The challenge for Internet Brands will be to figure out how to unlock the assets buried within Nolo’s vast collection of self-help law books and turn these assets into web-based applications that can be distributed over the Internet. It remains to be seen whether the quality of Nolo’s self-help legal content will deteriorate under the management of an advertising-driven company that measures results in page views and unique visitors.

Internet Brands, previously a public company, was recently taken private private when it was acquired by Hellman & Friedman, a private equity firm, based in San Francisco,  in December, 2010. Internet Brands has acquired over 70 vertical web sites in areas ranging from travel to cars to real estate. Internet Brands derives more than 70% of its revenues from advertising on its portfolio of web sites.
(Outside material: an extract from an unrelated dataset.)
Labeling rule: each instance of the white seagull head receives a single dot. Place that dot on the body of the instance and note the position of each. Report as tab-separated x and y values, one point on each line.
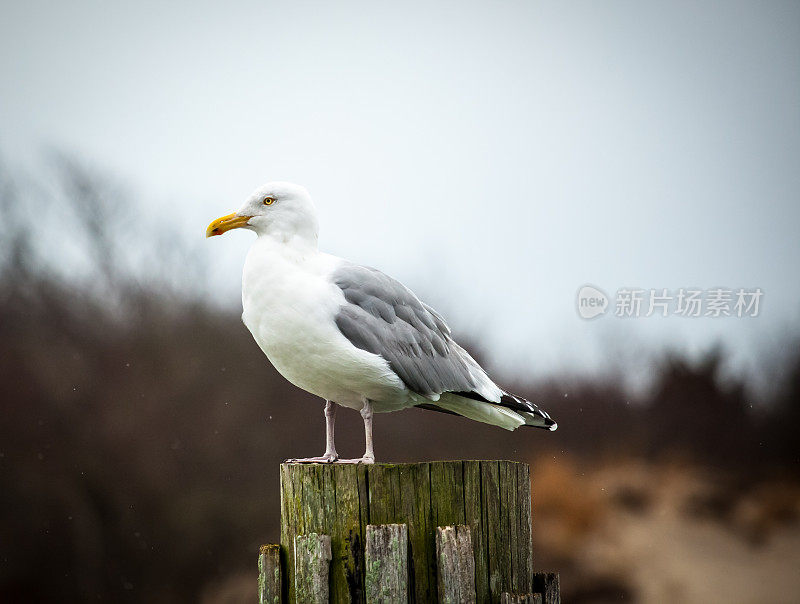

In December, 2010 Internet Brands also acquired ALLLAW.com , a consumer legal information portal and AttorneyLocate – an Attorney Directory Service. Both of these web sites are relatively weak properties. Compete.com shows that in March, 2011 Nolo had 498,769 unique visitors ( an 8% decline for the year), ALLLAW.com  had 190,069 unique visitors, (for the of March, 2011); AttorneyLocate.com was especially weak with only 18,277 unique visitors (for the month of March, 2011). Internet Brands also owns ExpertHub, which in turn manages web sites in verticals markets such as dentists, plastic surgery, accountants, tummy tuck, and of course lawyers. The ExpertHub site for lawyers only generates 96,289 unique visitors a month (March, 2011), so I wonder if that level of traffic is high enough to support their advertising rates.

There is irony in the fact that LegalZoom, a company that prides itself on offering  legal solutions from a non-law firm generates more traffic than any of the sites mentioned above at 889,762 unique visitors in March, 2011, trailing only Findlaw and Lawyers.com, (both of which offer similar services as the Internet Brands properties).  With the traffic that LegalZoom gets, maybe LegalZoom should consider creating their own lawyers directory for consumers who need just a bit of legal advice to go with their forms to keep them on the right track? I wonder what solos and small law firms would think if LegalZoom moved in that direction?.

It will be interesting to see how Internet Brands integrates these legal properties to leverage the assets in each acquisition as its tries to compete with the likes of Findlaw and Lawyers.com . It will also be interesting to see whether the quality of Nolo’s self help legal content deteriorates under the management of an advertising company that measures results in impressions, clicks, and unique visitors. If Jake Warner, the present CEO stays involved, I am sure the quality of Nolo’s products will remain "top of class."

It’s an odd mix, –the best in class self-help legal book publisher with an excellent reputation, with some less than best in class lawyer directories and a legal information web site. Only time will tell whether this combination will work. (Although Internet Brands may intend to run each of these properties as separate brands, which would help Nolo maintain the quality of it self help legal content).